"Resplendent in formal range, in image-richness, in music, empathy, and wisdom, the poems of Who Speaks for Us Here offer us a landscape of dissociation, of fragmentation in selfhood and in art. To fracture, these poems demonstrate, can be a wildly creative defense of the traumatized self. "We've all cracked/in our own ways," Leslie Contreras Schwartz writes, and goes on to show us how, in a choir of voices--missing children, victims of sex trafficking, sex workers, border detainees, family members, and the always-hungering self. To experience this collection is to encounter the "wild self choired, corralled in a thought box," where "all of us together/can make a great sound," a definition of lyric poetry if there ever was one. As a fellow traveler, I am grateful for Schwartz's vision--that to name the break, to delineate the parts, is to bring forth a singular, sacred wholeness. Who Speaks for Us Here establishes an aesthetic of survival."
--DIANE SEUSS, AUTHOR OF PULITZER FINALIST, FOUR-LEGGED GIRL, AND STILL LIFE WITH TWO DEAD PEACOCKS AND A GIRL
"Leslie Contreras Schwartz's Who Speaks For Us Here is a brave interrogation of self, and the split self, in an era that asks us to carry more than one identity with us at all times. Filled with wild horses, lost continents, alternating voices, and missing women this book asks the reader: How does one calm the voices of trauma to get through the day, a year, a life? At once troubling and filled with hope, these poems are hungry storms that will rock you awake, then help you salvage wood to build a boat, and sail you to shore."

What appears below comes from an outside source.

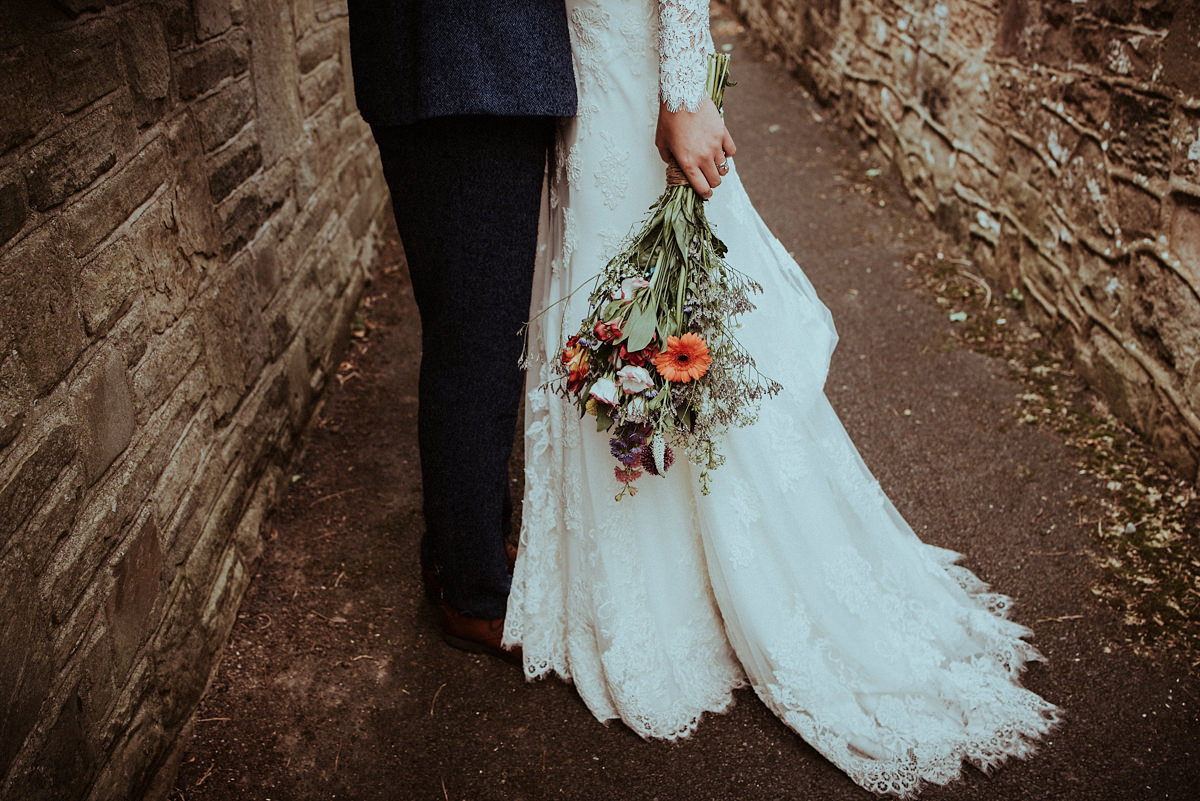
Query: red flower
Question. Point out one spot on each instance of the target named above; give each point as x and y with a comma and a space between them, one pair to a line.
575, 359
685, 359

--NATALIE SCENTERS-ZAPICO, LANNAN FELLOW AND AUTHOR OF LIMA:: LIMÓN
In stunningly varied poetic forms and a rich chorus of voices, Houston Poet Laureate Leslie Contreras Schwartz's third collection, Who Speaks for Us Here, uses poetry to examine the divide between individual and public bodies as it documents narratives of those usually silenced, including people with mental illness, sex workers, women who are trafficked, and children in custody while it also unpacks the history of her family, especially the women thereof.
A Latinx poet, activist, and mother Contreras Schwartz shines in this stirring collection as she speaks directly to so many of the violent facets of our American moment.